El pueblo —ese mismo, el suyo, el mío— ha establecido una clara diferenciación en cuanto a la belleza de nuestras compatriotas.
¿Acaso tengo que explicar —a usted, amigo lector— la diferencia entre una mujer escultural, estatuaria y otra que el habla popular —muy cariñosamente— la califica de riquita?
Baste decir que Julia era una mulata que estaba riquita. Aquella risa… Y la dentadura que —si me disimulan el lugar común— era marfileña. La voz, como un canto. La tez, diseñada como para tentar a un anacoreta que se hubiera pasado veinte años empinando chiringas en el desierto. (No continúo, pues sé, a ciencia cierta, que el lector no es de piedra).
Un buen día, la noticia. “Julia se empató con Julián”, dio a conocer una vecina que debía tener cuidado al caminar, para no pisarse la lengua.
“Dígame usted, con ese haitiano que le lleva treinta años y que parece una doble uve puesta vertical”, rezongó otra, a quien siempre le noté un aliento a azufre y talante de bruja.
Tenían razón aquellas peritas en chismografía: el hecho era cierto.
A priori, todo bien.
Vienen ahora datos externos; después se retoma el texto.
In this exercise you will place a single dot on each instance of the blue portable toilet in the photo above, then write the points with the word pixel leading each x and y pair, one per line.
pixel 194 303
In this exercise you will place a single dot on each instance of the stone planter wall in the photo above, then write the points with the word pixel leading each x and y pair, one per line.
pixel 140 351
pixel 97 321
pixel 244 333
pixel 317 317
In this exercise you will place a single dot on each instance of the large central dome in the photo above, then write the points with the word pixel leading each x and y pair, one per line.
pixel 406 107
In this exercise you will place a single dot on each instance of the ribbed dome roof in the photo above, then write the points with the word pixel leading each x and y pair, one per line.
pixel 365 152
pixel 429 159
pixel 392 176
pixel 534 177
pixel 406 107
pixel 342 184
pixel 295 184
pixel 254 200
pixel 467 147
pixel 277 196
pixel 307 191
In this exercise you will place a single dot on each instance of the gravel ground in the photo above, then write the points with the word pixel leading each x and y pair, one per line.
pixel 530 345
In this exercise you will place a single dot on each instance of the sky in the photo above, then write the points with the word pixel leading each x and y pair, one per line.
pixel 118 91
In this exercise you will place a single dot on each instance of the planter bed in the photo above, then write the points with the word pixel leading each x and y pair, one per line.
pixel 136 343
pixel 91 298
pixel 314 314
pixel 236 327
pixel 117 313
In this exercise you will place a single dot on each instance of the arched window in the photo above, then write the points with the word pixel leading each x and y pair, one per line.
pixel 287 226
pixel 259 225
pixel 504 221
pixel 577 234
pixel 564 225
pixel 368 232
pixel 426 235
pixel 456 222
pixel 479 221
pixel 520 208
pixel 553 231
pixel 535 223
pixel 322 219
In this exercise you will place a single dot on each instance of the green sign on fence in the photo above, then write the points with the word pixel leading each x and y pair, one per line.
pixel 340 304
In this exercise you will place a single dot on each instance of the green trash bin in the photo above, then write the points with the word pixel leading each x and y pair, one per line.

Julia aguardaba a su marido, cotidianamente, con ese alborozado desespero del cual sólo son capaces las mujeres enamoradas.
Pero Julián competía contra reloj. En sentido estricto. Eran almanaques que le iban cayendo arriba, con todas sus consecuencias.
Y empezó a ser la comidilla del lugar que ahora Julia sólo tenía ojos para un joven haitianito que, improvisado cantor, hacía menos aburridas las interminables veladas de aquel batey azucarero, olvidado hasta de un control y ayuda de Dios.
Aquí mismo me felicito de la inteligencia de mis lectores. Saben, a pie juntillas, lo que puede pasar. Lo que es más grave: pasó.
Un día en que Julián había partido a desyerbar en su conuco, se vio al joven trovador entrar al bohío de Julia. De inmediato, cierre de puestas y ventanas. (No pensar mal. Quizás requerían de tranquilidad para aprenderse el catecismo o se dedicaban a otra inocente actividad).
Lo cierto es que Julián había olvidado la lima y regresó a su hogar. En el despelote resultante, el haitianito sólo acertó a sepultarse —tal como su mamá lo trajo al mundo— en un barril de harina de Castilla.
Maniobra inútil. El viejo lo detectó y, machete en mano, interrogó al espectro, blanqueado por la harina:
—Y tú, ¿quién son?
—Yo son Pírito Santo-- contestó su interlocutor, ni corto ni perezoso.
—Si tú son Pírito Santo, ¿dónde tener ala?
Y aquí vino lo mejor, porque el haitianito, con el mayor desenfado, resolvió la cuestión contestando:
—Yo son Pírito Santo pichón ¡Ta pa plumá!
Conocida la anécdota, ¿hay que envidiarles algo a los personajes de El Decamerón?
No, en lo absoluto. Porque esas cosas también han pasado en esta tierra real-maravillosa.